Let's study some examples to help you gain a deeper understanding.


### Greedy Plus (+) Quantifiers

In [3]:
re.findall('a+b', 'aaaaaab')

['aaaaaab']

You use the re.findall() method that finds all occurrences of the pattern in the string and returns a list of all matching substrings.

The first argument is the regular expression pattern 'a+b' and the second argument is the string to be searched. In plain English, you want to find all patterns in the string that start with at least one, but possibly many, characters 'a', followed by the character 'b'.

The findall() method returns the matching substring: 'aaaaaab'.

**The asterisk quantifier + is greedy**. This means that it tries to match as many occurrences of the preceding regex as possible.

So in our case, it wants to match as many arbitrary characters as possible so that the pattern is still matched. Therefore, the regex engine "consumes" the whole sentence.


In [4]:
re.findall('ab+', 'aaaaaabb') 

['abb']

You search for the character 'a' followed by at least one character 'b'. As the plus (+) quantifier is greedy, it matches as many 'b's as it can lay its hands on.

### Non-Greedy Plus (+) Quantifiers

But what if you want to match at least one occurrence of a regex in a non-greedy manner? 
And you don't want the regex engine to consume more and more as long as it can but returns as quickly as it can from the processing.

In [5]:
re.findall('ab+', 'aaaaaabbbbb')

['abbbbb']

The regex engine starts with the first character 'a' and finds that it's a partial match.

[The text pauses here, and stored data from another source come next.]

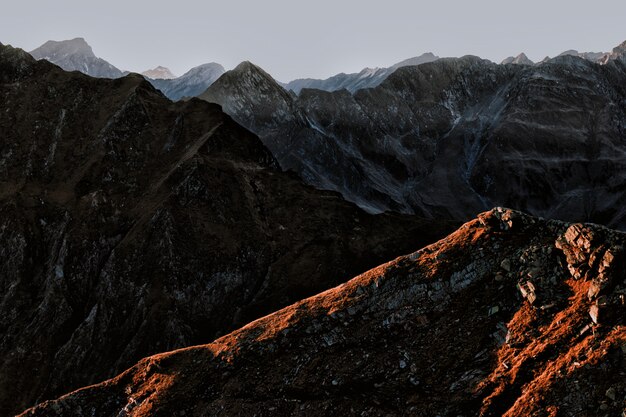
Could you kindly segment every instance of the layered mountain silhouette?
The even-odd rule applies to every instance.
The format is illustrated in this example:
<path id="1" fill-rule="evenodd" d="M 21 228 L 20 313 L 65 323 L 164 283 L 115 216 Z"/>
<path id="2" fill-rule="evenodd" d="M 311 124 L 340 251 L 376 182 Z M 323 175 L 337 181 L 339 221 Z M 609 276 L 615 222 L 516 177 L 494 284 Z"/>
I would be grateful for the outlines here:
<path id="1" fill-rule="evenodd" d="M 315 88 L 324 91 L 337 91 L 345 89 L 350 92 L 355 92 L 362 88 L 376 87 L 398 68 L 433 62 L 437 59 L 439 59 L 439 57 L 433 55 L 432 52 L 428 52 L 420 56 L 398 62 L 389 68 L 364 68 L 358 73 L 341 73 L 324 80 L 301 78 L 283 84 L 283 87 L 287 90 L 292 90 L 296 94 L 299 94 L 304 88 Z"/>
<path id="2" fill-rule="evenodd" d="M 375 88 L 298 96 L 245 63 L 200 97 L 257 133 L 283 168 L 370 212 L 466 220 L 505 205 L 623 229 L 622 49 L 604 65 L 439 59 Z"/>
<path id="3" fill-rule="evenodd" d="M 291 91 L 36 51 L 0 44 L 0 415 L 624 411 L 626 43 Z"/>
<path id="4" fill-rule="evenodd" d="M 215 337 L 433 242 L 284 173 L 140 75 L 0 45 L 0 415 Z"/>
<path id="5" fill-rule="evenodd" d="M 66 71 L 80 71 L 92 77 L 119 78 L 129 74 L 96 57 L 83 38 L 48 41 L 30 54 L 35 59 L 45 59 Z M 212 62 L 194 67 L 180 77 L 175 77 L 168 68 L 162 66 L 144 71 L 142 75 L 171 100 L 180 100 L 199 95 L 223 73 L 224 67 Z"/>
<path id="6" fill-rule="evenodd" d="M 495 209 L 22 416 L 619 415 L 626 236 Z"/>
<path id="7" fill-rule="evenodd" d="M 35 59 L 45 59 L 66 71 L 80 71 L 98 78 L 118 78 L 122 71 L 98 58 L 83 38 L 48 41 L 30 52 Z"/>
<path id="8" fill-rule="evenodd" d="M 224 67 L 212 62 L 194 67 L 177 78 L 151 79 L 148 76 L 148 81 L 169 99 L 176 101 L 201 94 L 224 72 Z"/>

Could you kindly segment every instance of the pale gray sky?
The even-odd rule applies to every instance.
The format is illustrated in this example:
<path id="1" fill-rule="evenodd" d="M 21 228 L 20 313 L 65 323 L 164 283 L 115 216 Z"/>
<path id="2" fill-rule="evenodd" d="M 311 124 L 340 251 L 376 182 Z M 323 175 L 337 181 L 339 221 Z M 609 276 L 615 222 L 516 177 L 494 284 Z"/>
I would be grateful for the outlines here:
<path id="1" fill-rule="evenodd" d="M 84 37 L 122 70 L 250 60 L 281 81 L 423 52 L 532 60 L 626 40 L 626 0 L 1 0 L 0 42 Z"/>

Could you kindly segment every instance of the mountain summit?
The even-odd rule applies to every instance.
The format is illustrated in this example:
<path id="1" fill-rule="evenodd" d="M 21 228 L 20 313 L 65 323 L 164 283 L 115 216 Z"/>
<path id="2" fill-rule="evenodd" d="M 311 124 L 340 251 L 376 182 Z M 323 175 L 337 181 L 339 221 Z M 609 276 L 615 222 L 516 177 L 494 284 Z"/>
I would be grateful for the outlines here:
<path id="1" fill-rule="evenodd" d="M 533 61 L 531 61 L 530 59 L 528 59 L 528 57 L 526 56 L 525 53 L 521 53 L 516 57 L 508 57 L 505 60 L 503 60 L 501 62 L 502 65 L 506 65 L 506 64 L 515 64 L 515 65 L 535 65 L 535 63 Z"/>
<path id="2" fill-rule="evenodd" d="M 45 59 L 66 71 L 80 71 L 97 78 L 119 78 L 122 71 L 98 58 L 83 38 L 48 41 L 30 52 L 35 59 Z"/>
<path id="3" fill-rule="evenodd" d="M 148 77 L 148 81 L 157 89 L 161 90 L 170 100 L 176 101 L 184 97 L 200 95 L 221 77 L 224 72 L 223 66 L 215 62 L 210 62 L 208 64 L 198 65 L 178 78 L 170 77 L 170 79 L 167 79 L 167 77 L 160 77 L 163 79 L 153 79 L 153 77 L 147 73 L 143 75 Z"/>
<path id="4" fill-rule="evenodd" d="M 154 80 L 170 80 L 172 78 L 176 78 L 172 71 L 169 68 L 158 66 L 154 69 L 150 69 L 141 73 L 141 75 L 152 78 Z"/>

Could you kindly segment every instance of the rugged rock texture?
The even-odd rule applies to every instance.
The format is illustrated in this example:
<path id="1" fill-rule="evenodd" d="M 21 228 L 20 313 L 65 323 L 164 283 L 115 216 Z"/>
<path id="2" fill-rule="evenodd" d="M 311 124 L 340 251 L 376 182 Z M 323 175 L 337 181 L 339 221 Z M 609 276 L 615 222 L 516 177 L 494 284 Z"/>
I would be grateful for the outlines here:
<path id="1" fill-rule="evenodd" d="M 203 93 L 211 84 L 224 74 L 224 67 L 215 62 L 194 67 L 177 78 L 152 79 L 148 81 L 161 90 L 170 100 L 195 97 Z"/>
<path id="2" fill-rule="evenodd" d="M 281 166 L 371 212 L 465 220 L 506 205 L 623 229 L 625 86 L 619 59 L 468 56 L 400 68 L 354 94 L 297 97 L 247 64 L 200 97 L 257 133 Z"/>
<path id="3" fill-rule="evenodd" d="M 171 80 L 176 78 L 169 68 L 158 66 L 154 69 L 150 69 L 141 73 L 144 77 L 152 78 L 154 80 Z"/>
<path id="4" fill-rule="evenodd" d="M 0 45 L 0 415 L 432 242 L 283 173 L 219 106 Z"/>
<path id="5" fill-rule="evenodd" d="M 610 54 L 606 54 L 602 60 L 605 64 L 611 61 L 620 61 L 626 64 L 626 41 L 613 48 L 613 51 Z"/>
<path id="6" fill-rule="evenodd" d="M 98 58 L 83 38 L 48 41 L 30 52 L 35 59 L 45 59 L 66 71 L 80 71 L 98 78 L 119 78 L 122 71 Z"/>
<path id="7" fill-rule="evenodd" d="M 300 94 L 300 91 L 305 88 L 315 88 L 324 91 L 338 91 L 345 89 L 353 93 L 362 88 L 376 87 L 398 68 L 433 62 L 437 59 L 439 59 L 438 56 L 433 55 L 432 52 L 428 52 L 420 56 L 398 62 L 389 68 L 364 68 L 358 73 L 341 73 L 330 78 L 326 78 L 325 80 L 301 78 L 282 84 L 282 86 L 286 90 L 291 90 L 296 94 Z"/>
<path id="8" fill-rule="evenodd" d="M 617 416 L 626 236 L 494 209 L 23 416 Z"/>
<path id="9" fill-rule="evenodd" d="M 510 56 L 504 59 L 500 64 L 515 64 L 515 65 L 535 65 L 533 61 L 528 59 L 525 53 L 521 53 L 518 56 Z"/>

So, it moves on to match the second 'a'---which violates the pattern 'ab+' that allows only for a single character 'a'.

So it moves on to the third character, and so on, until it reaches the last character 'a' in the string 'aaaaaabbbbb'. It's a partial match, so it moves on to the first occurrence of the character 'b'. It realizes that the 'b' character can be matched by the part of the regex 'b+'. Thus, the engine starts matching 'b's. And it greedily matches 'b's until it cannot match any further character.

At this point it looks at the result and sees that it has found a matching substring which is the result of the operation.

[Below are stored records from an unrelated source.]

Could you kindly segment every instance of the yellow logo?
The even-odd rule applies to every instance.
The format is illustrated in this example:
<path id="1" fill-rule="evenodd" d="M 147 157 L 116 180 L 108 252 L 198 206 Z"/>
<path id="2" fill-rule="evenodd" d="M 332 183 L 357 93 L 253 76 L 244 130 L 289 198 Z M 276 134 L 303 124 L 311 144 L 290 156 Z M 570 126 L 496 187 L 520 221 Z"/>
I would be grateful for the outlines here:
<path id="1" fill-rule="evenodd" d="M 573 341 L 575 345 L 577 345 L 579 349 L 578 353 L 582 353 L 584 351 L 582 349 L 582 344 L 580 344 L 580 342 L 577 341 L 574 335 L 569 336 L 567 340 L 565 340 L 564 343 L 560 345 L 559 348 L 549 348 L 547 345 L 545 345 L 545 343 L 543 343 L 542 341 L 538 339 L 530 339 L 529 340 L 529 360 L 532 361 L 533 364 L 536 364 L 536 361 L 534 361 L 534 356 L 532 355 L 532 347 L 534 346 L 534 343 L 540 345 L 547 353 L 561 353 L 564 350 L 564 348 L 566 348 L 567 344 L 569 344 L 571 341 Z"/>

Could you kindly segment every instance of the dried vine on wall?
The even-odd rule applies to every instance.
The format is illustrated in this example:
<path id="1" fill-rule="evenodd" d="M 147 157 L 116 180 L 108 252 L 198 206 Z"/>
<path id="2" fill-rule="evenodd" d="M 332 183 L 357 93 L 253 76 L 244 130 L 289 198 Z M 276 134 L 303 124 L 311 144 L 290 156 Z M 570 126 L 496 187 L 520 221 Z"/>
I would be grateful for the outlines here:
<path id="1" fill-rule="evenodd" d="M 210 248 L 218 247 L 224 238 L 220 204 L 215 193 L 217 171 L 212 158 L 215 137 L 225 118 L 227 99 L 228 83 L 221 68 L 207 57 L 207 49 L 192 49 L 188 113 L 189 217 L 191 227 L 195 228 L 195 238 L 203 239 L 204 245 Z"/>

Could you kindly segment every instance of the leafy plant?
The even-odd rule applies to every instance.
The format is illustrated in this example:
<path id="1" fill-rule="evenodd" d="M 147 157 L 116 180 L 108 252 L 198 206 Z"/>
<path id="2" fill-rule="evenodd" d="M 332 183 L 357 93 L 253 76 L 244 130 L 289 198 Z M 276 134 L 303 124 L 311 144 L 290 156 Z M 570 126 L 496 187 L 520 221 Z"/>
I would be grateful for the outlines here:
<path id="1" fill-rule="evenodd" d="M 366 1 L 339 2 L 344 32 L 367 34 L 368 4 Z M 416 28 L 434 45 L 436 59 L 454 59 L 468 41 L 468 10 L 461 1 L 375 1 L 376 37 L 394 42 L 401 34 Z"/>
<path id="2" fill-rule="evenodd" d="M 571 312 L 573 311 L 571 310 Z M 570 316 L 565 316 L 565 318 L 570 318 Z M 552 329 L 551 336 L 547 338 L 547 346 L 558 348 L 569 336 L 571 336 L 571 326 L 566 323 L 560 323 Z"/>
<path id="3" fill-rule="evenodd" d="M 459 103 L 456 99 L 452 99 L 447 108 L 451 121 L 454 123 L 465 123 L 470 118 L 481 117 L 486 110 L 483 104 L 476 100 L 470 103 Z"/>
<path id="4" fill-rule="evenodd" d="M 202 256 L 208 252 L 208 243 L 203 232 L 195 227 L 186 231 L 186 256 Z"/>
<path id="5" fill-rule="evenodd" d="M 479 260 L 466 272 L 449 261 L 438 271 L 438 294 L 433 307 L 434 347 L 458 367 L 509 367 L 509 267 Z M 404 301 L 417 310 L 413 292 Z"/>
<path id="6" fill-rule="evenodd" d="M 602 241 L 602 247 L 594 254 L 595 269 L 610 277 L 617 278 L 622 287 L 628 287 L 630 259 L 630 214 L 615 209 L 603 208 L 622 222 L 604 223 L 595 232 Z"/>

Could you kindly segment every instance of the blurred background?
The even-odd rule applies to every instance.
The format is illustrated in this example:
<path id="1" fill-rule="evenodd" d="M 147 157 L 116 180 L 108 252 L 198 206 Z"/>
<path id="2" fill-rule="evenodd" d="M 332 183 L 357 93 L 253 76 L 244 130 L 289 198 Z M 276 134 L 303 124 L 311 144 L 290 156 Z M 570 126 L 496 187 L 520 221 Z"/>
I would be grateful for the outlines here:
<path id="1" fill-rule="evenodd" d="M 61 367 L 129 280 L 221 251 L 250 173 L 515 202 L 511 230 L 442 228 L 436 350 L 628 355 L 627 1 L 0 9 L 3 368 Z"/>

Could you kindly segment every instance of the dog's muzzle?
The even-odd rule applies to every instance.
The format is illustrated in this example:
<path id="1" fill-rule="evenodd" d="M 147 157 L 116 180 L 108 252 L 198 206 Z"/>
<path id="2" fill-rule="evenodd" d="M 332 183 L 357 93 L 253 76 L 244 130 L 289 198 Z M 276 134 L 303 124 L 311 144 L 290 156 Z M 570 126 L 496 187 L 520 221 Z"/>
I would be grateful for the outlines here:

However, it could have stopped far earlier to produce a non-greedy match after matching the first character 'b'. Here's an example of the non-greedy quantifier '+?' (both symbols together form one regex expression).

In [6]:
re.findall('ab+?', 'aaaaaabbbbb')

['ab']

In [9]:
re.findall('ab+?', 'aaaaaabcccabbbb')

['ab', 'ab']

Now, the regex engine does not greedily "consume" as many 'b' characters as possible. Instead, it stops as soon as the pattern is matched (non-greedy).